Sure, if I could choose, I would of loved to not of had such severe nausea that rendered me bed bound for a significant chunk of April, May and June, that still makes itself known and has significantly affected my work. (And yes, I do take ginger!) It is what it is. It’s all held by a universal love that I am constantly reminded of as my stomach and bosoms bloom, my hips widen and I feel the wee babe flittering inside me like a butterfly.

Performing with my bump at The Gilded Merkin. Image by Martyn Boston.

I’m in a period of transformation. Not only I am pregnant, I am also leaving Europe after almost 10 years to move to back to New Zealand. I’m really curious as to why we as humans can be so uncomfortable with feeling many feelings at once. I don’t have the answers, but it is an interesting place to poke around.
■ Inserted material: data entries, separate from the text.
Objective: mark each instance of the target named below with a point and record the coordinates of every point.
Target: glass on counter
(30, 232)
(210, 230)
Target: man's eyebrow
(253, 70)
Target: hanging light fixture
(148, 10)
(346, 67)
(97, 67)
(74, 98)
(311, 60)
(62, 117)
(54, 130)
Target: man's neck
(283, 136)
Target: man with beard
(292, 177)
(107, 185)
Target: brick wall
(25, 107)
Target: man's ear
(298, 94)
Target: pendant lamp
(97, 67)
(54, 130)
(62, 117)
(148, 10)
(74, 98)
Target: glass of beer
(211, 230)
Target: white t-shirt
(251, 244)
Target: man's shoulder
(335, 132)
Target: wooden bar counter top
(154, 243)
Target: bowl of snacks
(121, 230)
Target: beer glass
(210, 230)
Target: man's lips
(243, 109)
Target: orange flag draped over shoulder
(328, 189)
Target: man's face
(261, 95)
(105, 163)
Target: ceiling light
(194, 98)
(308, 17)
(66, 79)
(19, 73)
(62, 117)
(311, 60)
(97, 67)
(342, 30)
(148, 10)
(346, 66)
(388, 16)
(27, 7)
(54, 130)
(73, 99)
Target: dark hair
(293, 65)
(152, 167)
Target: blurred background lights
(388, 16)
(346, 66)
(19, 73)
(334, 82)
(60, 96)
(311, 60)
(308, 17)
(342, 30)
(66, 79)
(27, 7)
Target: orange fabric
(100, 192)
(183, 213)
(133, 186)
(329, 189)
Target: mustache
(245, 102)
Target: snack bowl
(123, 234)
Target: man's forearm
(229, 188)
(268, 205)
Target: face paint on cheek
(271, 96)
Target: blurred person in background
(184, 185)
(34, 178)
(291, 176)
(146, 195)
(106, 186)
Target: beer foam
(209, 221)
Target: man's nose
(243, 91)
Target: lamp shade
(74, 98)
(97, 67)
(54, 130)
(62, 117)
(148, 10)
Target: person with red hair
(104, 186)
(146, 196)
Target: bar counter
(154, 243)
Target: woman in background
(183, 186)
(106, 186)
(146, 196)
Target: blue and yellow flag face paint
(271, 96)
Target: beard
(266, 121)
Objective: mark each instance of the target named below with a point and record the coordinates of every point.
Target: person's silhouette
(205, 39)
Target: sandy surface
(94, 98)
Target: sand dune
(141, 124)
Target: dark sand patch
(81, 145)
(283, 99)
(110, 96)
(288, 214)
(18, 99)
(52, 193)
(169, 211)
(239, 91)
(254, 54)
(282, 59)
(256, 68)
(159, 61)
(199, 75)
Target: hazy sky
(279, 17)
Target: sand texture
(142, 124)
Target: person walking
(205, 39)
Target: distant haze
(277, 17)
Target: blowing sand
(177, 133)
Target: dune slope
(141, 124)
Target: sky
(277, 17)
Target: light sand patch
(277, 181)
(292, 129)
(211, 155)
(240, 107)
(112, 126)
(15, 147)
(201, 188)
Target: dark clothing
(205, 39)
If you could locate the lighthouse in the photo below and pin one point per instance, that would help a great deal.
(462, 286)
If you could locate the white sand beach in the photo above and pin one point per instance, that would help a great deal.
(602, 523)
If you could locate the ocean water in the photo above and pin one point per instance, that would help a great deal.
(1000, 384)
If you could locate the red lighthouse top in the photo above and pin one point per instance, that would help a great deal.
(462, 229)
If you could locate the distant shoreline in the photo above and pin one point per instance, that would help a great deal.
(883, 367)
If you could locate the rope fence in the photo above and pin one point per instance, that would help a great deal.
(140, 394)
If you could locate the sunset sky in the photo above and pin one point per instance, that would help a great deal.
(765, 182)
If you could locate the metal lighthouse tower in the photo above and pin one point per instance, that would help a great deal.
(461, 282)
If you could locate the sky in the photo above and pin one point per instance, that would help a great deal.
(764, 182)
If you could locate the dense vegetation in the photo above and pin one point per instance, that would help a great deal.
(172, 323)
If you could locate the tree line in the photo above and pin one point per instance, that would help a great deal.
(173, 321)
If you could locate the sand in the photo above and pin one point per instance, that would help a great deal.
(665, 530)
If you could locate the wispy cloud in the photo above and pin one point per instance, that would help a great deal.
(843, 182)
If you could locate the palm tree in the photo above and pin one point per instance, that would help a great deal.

I personally have never felt 100% certain about anything in my life. Maybe that has engendered in me a certain ease in the calamity of life? You may see that uncertainty as anxiety or faithlessness, yet I feel there is always room for opposing forces to be held together without being at war. I have the line in my head from Sylvia Plath’s The Bell Jar where Esther is discussing with Buddy how she wants to live in both the city and country and Buddy calls her neurotic.

“If neurotic is wanting two mutually exclusive things at one and the same time, then I’m neurotic as hell. I’ll be flying back and forth between one mutually exclusive thing and another for the rest of my days.”

In agreeance with this statement, I must be neurotic! I feel very comfortable at the moment at once adoring my pregnancy yet not loving the sickness that has come along with it. I am really excited to move back to New Zealand, be near my family, the heavenly beaches and buy sheets in bundles (seriously UK, you need to adopt selling sheets in bundles, there is money to be made and time to be saved!). And at the same time, I am mourning leaving London, a city where I thought I would live for the rest of my life, where I ADORE the thriving performing arts scene, the culture (I never saw art by masters like Picasso or the blue of Vermeer painting until I moved to Europe. I saw Louise Bourgeois’ Spider at the Tate last week and it moved me to tears as I studied Bourgeois’ work at university. Seeing a work of art front of you as opposed to a photograph in a book is so powerful), the supportive spirituality community, the pub culture, how eccentricity in accepted without hardly a raised eyebrow, not least the wonderful friends I’ve made here. There really is no place in the world like London. And yet when people ask what I will miss about London, the UK, Europe and I share these things, I’m finding people are quick to console me. Likewise when asked about my pregnancy and I share how much joy it brings me, I’ve been meet with puzzled looks. I truly know this desire to sooth and smooth comes from such a good place, yet I’m curious if it is evidence of how uncomfortable we are with sadness and joy, the extremities of feelings.

In short, I’m in no rush to sprint through these sad feelings of leaving my home city for the past nine years, or to quash my feelings of excitement about moving back to NZ because they are both held by a deep sense of joy. One of the best pieces of advice I have been given is “Don’t wish away your pregnancy”. I’m also not going to wish away all the complex feelings around leaving one phase of life and country I love and moving to another phase and another country. I’m letting a life unfold instead of forcing life to be the way I think it should be.

So here’s to feeling seemingly opposing feelings at once. Here’s to Queens of the Stone Age for my current mantra “Transforming is becoming on me” from their song ‘Misfit Love’. Here’s to being in the flow instead of swimming upstream.

I’m sure it’s all part of being human, right?